The primary difference between ESAs and 529s relates to contributions. Whereas there is no federally mandated ceiling on contributions to a 529 plan, the maximum annual contribution to an ESA is $2,000 per account beneficiary.

In addition, as joint filers, Floyd and Marietta’s ability to contribute to an ESA would be limited if their adjusted gross income fell between $190,000 and $220,000, and eliminated if it exceeded that range. (This phaseout range is $95,000 to $110,000 for single filers.)

Plus, contributions aren’t allowed after the beneficiary reaches age 18 (unless the beneficiary is a special needs beneficiary). Unlike other tax rules that look at a child’s age as of year end, the ESA contribution rules look at the age as of the time of contribution.

So, if Floyd and Marietta wish to make a contribution for the year their child turns 18, they must be sure to do so before the child’s birthday. Thus, if their son (who doesn’t have any special needs) turns 18 on May 1, contributions for him must be made no later than April 30. (And they could continue contributing on behalf of their daughter.)

For federal tax purposes, neither 529 nor ESA contributions are deductible. Some states, however, allow state income tax deductions or credits for 529 plan contributions, at least if the plan is sponsored by that state.

Matters of control

Perhaps the primary advantage ESAs have over 529s relates to matters of control. Unlike many (if not most) 529 plans, which would require Floyd and Marietta to invest in a managed portfolio based on the age of the beneficiary in question, they could choose the investments to hold in their ESA. As an investment analyst, Floyd is particularly drawn to this factor.
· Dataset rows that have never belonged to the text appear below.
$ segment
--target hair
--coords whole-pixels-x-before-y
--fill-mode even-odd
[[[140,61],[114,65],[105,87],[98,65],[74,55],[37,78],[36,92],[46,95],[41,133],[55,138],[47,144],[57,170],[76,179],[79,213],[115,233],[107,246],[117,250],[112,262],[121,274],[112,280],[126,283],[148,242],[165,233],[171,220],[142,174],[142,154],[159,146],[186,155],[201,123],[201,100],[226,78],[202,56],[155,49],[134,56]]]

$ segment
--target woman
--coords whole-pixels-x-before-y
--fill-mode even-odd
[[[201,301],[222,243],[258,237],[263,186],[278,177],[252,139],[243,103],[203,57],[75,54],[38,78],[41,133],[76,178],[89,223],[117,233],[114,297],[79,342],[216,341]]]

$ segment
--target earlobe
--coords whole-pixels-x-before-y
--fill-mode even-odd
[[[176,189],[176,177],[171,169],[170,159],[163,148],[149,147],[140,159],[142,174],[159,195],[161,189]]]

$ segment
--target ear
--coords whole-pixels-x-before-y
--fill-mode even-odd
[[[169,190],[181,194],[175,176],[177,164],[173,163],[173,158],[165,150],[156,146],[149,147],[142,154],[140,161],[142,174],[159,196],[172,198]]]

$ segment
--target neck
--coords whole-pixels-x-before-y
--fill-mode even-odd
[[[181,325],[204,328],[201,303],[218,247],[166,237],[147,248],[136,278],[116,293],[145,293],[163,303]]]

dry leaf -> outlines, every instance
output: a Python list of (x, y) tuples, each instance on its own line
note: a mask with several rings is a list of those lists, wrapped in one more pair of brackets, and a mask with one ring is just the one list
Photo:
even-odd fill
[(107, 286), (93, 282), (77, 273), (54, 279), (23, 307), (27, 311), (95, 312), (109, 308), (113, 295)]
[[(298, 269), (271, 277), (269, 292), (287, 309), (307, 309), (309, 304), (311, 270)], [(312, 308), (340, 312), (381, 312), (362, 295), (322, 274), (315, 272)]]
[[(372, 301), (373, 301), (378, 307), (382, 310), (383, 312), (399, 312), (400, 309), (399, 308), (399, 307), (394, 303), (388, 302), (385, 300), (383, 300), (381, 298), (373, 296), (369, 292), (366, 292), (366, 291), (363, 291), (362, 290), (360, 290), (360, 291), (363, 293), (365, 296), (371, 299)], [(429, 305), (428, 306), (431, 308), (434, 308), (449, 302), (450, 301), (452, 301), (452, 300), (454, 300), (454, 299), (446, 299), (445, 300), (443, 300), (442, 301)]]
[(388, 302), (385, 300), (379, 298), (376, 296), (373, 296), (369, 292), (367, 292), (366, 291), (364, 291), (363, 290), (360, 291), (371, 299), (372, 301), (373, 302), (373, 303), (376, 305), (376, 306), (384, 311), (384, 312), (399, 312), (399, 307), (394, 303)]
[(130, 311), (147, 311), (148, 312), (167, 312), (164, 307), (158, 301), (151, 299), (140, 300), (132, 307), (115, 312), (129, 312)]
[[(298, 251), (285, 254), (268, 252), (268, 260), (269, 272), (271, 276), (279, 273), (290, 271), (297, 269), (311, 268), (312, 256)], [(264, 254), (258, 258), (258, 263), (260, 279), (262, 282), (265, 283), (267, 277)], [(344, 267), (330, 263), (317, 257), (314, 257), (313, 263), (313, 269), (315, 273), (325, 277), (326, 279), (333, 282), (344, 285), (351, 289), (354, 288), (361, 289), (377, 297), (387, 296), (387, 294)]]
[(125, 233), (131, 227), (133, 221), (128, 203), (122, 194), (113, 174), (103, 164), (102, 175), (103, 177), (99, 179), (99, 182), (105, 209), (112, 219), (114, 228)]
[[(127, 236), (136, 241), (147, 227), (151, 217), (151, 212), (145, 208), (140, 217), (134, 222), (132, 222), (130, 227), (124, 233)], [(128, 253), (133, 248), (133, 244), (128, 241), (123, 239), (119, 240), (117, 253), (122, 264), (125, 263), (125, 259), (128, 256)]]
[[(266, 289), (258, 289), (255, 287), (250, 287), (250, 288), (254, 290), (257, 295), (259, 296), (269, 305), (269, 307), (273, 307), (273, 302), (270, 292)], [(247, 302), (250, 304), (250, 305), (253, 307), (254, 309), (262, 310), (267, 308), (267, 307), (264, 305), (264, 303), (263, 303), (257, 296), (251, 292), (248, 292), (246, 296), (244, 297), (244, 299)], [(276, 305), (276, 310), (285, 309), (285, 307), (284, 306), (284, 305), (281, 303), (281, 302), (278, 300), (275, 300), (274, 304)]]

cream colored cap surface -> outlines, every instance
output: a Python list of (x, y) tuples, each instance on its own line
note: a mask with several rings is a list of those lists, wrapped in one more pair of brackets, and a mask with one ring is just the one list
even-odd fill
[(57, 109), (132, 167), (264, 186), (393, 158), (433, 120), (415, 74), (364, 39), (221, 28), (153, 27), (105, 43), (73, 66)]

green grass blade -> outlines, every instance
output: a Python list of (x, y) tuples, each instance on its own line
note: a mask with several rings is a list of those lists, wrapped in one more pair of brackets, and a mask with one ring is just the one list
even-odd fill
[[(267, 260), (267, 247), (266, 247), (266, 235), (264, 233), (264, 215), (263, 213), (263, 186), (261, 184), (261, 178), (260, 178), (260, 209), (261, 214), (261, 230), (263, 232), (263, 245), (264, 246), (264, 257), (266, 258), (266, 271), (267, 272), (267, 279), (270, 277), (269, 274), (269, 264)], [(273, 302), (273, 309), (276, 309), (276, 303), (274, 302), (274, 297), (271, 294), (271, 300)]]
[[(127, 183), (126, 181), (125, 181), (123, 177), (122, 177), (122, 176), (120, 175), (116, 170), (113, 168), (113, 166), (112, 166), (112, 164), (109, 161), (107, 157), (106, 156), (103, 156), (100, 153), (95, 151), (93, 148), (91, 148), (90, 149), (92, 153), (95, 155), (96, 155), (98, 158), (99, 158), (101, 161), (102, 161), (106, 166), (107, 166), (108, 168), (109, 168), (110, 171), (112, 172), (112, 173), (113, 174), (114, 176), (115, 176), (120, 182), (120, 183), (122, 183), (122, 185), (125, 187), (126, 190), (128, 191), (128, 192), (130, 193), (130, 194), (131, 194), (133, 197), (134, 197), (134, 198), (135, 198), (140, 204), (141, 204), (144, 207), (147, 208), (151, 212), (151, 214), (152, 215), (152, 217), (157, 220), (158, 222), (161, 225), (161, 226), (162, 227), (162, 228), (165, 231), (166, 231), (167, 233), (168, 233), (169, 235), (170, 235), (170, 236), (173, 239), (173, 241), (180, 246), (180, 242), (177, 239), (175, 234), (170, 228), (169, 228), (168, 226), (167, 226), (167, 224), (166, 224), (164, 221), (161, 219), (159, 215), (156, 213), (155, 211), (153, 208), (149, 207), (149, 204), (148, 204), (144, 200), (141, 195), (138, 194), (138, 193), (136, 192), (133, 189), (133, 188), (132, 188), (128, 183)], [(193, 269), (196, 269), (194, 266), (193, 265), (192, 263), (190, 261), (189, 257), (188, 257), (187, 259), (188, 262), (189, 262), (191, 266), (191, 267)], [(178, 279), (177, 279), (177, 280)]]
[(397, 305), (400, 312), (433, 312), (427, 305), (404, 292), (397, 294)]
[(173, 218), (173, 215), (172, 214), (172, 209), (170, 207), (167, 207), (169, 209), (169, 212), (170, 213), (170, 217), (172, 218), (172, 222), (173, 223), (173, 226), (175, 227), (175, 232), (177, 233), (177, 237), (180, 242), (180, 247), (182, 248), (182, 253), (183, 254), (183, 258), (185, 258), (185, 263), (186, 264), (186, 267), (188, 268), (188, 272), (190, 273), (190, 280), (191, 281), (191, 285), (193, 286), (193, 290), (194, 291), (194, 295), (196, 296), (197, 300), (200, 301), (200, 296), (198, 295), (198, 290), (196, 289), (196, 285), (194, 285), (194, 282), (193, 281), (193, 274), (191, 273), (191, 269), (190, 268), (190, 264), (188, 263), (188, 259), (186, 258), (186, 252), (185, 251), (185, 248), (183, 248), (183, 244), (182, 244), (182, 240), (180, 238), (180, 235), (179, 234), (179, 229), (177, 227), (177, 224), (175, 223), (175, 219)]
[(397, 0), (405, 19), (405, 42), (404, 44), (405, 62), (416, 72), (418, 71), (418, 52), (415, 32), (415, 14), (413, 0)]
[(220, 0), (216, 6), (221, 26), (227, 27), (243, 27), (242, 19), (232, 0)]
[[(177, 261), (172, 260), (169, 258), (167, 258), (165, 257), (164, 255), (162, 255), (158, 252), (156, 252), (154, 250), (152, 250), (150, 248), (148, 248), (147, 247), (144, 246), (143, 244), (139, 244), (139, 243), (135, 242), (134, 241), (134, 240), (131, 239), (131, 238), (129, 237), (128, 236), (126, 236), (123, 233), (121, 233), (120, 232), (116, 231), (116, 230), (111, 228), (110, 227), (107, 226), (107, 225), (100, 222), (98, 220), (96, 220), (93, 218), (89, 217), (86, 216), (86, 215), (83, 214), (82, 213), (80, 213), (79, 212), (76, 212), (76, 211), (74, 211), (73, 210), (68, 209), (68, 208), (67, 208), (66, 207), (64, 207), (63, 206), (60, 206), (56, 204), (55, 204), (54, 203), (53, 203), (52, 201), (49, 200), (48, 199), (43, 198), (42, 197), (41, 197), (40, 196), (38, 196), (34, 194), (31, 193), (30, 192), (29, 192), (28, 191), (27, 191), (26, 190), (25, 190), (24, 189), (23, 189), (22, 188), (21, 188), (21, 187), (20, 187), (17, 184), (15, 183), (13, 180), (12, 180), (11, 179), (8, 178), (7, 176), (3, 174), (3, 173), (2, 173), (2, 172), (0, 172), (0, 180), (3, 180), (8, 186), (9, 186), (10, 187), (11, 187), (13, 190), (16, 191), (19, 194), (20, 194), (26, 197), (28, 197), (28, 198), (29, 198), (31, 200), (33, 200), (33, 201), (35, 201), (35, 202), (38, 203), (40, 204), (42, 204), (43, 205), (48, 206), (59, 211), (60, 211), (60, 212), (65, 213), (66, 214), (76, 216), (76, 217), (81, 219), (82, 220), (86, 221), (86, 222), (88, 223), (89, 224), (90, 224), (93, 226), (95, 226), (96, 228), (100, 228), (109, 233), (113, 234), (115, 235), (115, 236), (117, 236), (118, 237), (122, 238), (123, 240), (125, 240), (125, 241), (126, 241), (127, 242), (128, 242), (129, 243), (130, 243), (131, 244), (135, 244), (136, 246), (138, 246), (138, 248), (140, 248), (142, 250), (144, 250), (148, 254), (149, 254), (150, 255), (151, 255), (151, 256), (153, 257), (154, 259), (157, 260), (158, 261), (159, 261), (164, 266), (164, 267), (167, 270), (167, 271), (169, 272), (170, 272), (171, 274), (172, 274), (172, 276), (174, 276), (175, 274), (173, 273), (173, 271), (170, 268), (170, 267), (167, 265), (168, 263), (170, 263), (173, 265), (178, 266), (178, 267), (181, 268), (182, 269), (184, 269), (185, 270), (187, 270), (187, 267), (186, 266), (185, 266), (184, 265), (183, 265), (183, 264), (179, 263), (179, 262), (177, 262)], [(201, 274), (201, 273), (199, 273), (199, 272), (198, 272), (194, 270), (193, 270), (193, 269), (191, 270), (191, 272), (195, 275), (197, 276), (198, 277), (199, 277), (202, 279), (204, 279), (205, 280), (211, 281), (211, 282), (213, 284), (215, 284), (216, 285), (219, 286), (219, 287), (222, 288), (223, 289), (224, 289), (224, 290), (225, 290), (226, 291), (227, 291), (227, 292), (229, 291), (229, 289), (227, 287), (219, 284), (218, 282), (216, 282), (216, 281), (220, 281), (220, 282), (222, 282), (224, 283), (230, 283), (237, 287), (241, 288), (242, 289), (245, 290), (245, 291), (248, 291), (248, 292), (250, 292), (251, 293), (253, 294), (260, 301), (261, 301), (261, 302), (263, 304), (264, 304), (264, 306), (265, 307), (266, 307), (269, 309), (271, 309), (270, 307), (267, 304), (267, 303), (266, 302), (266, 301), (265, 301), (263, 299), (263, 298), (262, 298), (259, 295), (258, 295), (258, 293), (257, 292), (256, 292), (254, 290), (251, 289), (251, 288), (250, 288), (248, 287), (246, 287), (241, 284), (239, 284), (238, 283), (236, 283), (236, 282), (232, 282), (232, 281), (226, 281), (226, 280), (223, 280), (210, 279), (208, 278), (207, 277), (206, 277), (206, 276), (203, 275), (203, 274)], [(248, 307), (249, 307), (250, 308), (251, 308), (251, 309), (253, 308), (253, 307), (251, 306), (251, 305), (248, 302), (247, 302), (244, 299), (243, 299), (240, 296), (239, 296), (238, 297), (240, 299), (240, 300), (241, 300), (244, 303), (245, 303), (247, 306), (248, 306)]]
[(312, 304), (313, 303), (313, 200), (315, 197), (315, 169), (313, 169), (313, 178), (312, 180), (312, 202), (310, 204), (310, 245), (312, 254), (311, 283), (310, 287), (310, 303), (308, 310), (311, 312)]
Additionally, the couple would have more control over where their ESA funds could go. ESA distributions are permitted for elementary and secondary education costs (including academic tutoring) as well as for college funding. So if they decided to send their daughter to a private grade school, they could use an ESA to pay for it.

A question of circumstances

The limitless contributions allowed for 529 plans are highly appealing to a wide range of people. But, under the right circumstances, an ESA can serve as a useful alternative or supplement. Floyd and Marietta were glad they asked about it.